Un projet de 20 milliards de dollars transformera Djeddah en intégrant l'histoire, le patrimoine et la culture

  • Le projet de développement «Jeddah Central» vise à redonner une nouvelle vie à environ 5,7 millions de mètres carrés de front de mer
  • L'histoire de la ville côtière remonte à environ trois mille ans, à une époque où elle était un petit village de pêcheurs

DJEDDAH: La ville portuaire de Djeddah, en Arabie saoudite, sur la mer Rouge, subira bientôt un important changement, grâce à un projet de réaménagement très attendu. Il vise à transformer ce joyau côtier en l'une des villes les plus agréables à vivre au monde d'ici la fin de la décennie.

Dévoilé en décembre par le prince héritier, Mohammed ben Salmane, le projet «Jeddah Central», d’un montant de 20 milliards de dollars (1 dollar américain = 0,88 euro), permettra de rénover et de revitaliser environ 5,7 millions de mètres carrés de front de mer pittoresque, s'étendant au nord du palais Al-Salam jusqu'à la station d'épuration d’eau de la ville.

Le projet comprendra un océanarium ultramoderne, un opéra et un stade, ainsi que plus de 17 000 unités résidentielles.

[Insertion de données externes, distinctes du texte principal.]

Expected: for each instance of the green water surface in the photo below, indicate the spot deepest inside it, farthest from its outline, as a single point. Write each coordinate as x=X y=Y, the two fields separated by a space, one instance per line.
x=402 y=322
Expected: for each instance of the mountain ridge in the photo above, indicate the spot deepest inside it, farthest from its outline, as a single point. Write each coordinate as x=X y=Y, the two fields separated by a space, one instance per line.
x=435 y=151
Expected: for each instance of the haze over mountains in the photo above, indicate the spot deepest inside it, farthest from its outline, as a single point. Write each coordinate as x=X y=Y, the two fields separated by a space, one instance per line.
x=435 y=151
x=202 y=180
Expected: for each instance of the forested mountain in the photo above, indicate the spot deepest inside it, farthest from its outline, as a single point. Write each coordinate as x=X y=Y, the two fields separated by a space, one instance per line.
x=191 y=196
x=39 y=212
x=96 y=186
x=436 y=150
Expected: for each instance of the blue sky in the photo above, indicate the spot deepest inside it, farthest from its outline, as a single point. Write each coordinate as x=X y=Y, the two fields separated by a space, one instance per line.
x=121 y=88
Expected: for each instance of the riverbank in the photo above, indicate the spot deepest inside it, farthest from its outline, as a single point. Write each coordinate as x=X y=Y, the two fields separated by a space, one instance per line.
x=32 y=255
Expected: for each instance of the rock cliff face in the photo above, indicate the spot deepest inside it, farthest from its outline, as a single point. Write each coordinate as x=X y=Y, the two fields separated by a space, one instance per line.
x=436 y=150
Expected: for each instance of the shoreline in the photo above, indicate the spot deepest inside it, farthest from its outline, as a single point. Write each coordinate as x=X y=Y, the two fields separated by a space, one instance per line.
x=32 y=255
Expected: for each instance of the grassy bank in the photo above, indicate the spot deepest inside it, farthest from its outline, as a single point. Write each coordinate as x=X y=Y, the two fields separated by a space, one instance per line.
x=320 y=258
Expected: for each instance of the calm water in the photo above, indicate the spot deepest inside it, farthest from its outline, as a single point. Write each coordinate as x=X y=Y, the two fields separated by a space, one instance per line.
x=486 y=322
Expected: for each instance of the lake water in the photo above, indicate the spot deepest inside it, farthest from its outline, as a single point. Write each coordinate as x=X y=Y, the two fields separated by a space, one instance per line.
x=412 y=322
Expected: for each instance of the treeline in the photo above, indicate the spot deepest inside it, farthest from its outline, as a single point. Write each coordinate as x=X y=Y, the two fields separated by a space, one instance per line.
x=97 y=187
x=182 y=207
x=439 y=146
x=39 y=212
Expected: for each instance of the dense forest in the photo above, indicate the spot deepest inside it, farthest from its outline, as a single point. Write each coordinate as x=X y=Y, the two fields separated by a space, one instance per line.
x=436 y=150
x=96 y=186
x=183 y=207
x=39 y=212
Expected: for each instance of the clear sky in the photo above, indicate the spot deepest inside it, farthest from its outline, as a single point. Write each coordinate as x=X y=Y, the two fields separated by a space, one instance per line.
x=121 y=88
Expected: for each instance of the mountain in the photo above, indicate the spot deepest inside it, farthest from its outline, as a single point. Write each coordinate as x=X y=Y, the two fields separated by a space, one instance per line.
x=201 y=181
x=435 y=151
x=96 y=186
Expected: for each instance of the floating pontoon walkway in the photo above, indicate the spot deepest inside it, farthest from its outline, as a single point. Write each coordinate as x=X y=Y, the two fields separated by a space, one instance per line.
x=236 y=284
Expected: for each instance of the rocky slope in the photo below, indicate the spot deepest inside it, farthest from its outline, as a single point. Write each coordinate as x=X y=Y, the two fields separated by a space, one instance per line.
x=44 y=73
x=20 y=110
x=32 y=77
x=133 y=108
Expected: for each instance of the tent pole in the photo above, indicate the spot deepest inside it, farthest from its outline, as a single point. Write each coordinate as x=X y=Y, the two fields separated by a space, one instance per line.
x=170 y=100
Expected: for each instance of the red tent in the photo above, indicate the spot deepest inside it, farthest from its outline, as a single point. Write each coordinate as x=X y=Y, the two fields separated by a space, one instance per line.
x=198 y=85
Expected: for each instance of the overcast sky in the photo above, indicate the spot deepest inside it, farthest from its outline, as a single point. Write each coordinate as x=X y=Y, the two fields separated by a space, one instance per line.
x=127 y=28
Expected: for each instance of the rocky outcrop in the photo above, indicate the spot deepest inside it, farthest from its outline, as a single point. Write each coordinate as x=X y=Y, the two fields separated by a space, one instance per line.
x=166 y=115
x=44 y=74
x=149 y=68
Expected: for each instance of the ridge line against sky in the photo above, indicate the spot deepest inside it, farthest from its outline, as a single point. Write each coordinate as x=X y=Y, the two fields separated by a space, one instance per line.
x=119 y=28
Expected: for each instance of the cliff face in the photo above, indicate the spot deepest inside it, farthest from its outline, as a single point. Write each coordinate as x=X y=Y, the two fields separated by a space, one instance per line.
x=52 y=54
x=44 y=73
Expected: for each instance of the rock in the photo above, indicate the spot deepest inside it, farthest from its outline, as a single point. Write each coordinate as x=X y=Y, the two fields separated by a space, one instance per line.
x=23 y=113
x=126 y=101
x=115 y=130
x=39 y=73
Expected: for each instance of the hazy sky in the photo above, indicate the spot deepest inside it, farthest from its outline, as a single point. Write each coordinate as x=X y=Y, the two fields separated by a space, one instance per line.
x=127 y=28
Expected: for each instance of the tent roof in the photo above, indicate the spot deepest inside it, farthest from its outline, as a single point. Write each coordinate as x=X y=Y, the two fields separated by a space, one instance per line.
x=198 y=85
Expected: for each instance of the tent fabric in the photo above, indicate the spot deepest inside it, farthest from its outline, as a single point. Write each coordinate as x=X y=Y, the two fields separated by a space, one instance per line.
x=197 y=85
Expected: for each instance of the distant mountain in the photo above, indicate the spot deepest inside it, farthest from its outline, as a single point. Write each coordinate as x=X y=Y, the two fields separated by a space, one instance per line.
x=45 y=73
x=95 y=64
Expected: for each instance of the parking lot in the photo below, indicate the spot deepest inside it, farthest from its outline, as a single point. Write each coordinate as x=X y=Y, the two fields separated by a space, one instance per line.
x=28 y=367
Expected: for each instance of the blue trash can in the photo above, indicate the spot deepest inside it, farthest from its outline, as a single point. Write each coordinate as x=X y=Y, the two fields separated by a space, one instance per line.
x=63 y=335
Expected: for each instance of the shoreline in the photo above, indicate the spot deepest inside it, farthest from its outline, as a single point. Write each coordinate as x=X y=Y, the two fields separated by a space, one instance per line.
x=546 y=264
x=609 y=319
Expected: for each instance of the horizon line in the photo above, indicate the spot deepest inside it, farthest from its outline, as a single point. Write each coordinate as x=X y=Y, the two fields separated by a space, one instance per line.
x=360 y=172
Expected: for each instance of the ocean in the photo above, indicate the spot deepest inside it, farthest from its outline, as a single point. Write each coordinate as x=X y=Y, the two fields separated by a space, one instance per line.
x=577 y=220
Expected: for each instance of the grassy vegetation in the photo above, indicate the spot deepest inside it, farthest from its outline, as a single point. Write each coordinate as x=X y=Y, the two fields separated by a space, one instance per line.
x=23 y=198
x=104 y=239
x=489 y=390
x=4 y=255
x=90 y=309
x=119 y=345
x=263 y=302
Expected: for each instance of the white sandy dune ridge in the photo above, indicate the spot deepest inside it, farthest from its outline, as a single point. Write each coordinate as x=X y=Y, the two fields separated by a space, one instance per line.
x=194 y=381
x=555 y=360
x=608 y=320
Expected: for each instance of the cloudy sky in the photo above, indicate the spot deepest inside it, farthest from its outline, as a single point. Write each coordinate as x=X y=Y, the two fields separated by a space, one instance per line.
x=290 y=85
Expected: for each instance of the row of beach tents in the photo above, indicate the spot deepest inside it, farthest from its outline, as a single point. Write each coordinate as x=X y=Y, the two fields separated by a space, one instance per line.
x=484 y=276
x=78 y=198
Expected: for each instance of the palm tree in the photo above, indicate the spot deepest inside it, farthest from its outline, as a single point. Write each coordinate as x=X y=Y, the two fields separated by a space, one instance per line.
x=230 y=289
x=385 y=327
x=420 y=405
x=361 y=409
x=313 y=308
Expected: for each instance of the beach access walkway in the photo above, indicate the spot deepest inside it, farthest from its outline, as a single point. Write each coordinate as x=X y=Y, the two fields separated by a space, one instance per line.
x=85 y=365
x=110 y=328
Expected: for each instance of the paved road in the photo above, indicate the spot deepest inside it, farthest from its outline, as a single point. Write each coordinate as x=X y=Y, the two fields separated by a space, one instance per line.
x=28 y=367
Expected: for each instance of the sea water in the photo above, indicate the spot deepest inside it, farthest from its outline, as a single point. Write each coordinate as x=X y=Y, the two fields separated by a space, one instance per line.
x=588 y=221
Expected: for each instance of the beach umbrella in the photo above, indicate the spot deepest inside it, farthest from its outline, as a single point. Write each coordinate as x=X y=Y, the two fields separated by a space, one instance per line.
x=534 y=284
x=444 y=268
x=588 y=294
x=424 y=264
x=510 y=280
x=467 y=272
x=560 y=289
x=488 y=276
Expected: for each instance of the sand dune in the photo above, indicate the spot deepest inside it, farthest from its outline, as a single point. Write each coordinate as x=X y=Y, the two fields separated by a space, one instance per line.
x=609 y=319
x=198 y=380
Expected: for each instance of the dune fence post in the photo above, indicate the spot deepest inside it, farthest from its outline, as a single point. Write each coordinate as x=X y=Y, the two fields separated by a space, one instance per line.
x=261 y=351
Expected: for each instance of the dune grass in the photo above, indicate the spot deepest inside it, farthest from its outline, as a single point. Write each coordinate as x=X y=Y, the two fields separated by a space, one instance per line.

Il inclura 2 700 chambres d'hôtel, une marina, une plage et plusieurs espaces verts couvrant environ 40% de la zone du projet.

La première phase comprendra la création de l'une des plus grandes plages publiques de Djeddah, avec une jetée, une marina, un parc et une aire de jeux le long de la promenade, qui devraient tous être achevés d'ici 2027.

La deuxième phase, qui devrait être achevée d'ici 2030, englobe un certain nombre d'installations importantes, notamment des espaces verts, des institutions éducatives innovantes, une mosquée qui combinera des conceptions modernes et traditionnelles, une bibliothèque, une baie de corail et un musée équipé de technologies intelligentes.

Selon le site web du projet, la troisième phase, au-delà de 2030, améliorera encore les installations avec l'ajout d'établissements de santé conçus selon les normes internationales les plus élevées, tandis qu'un quartier centré sur l'innovation et la culture offrira des expériences de classe mondiale.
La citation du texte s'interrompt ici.